White Man's Grave

by Richard Dooling

“What ees thees foh?” asked one of the grandsons, fingering a used pipe cleaner that was well gaumed with resin and carbon.

“It is for cleaning the pipe,” Boone said, making pipe-reaming motions.

Dowda examined the pipe cleaner intently. “I see,” he said. “And then how do you clean this” -- holding the pipe cleaner up -- “after it has cleaned the pipe?” he asked, rolling the pipe cleaner between his fingers and the ball of his thumb, showing Boone how the tar and resin made his fingers stick together.

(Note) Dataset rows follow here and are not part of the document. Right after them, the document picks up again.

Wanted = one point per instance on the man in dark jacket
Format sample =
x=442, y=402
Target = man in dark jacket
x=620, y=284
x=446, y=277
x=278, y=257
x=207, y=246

Boone smiled indulgently and explained that pipe cleaners were meant to be used only once and then discarded.

After this was translated, the grandson and Pa Ansumana both huddled over the pipe cleaner, studying it even harder, and occasionally wiping their fingers on his sleeping bag. They spoke Mende together on the matter, the young miner going through the motions of reaming out the pipe and holding it in the direction of the fire. Finally Pa Ansumana seemed to grasp the idea of a pipe cleaner that was to be used once and discarded. A smile glimmered in his eyes, a kind of delight in the absurdity, the extravagant pointlessness of having such a well-constructed wire tool meticulously fitted out with absorbent fibers and plastic bristles, all created by a machine several oceans away for the fleeting, profligate purpose of cleaning one pipe, one time, and then thrown away.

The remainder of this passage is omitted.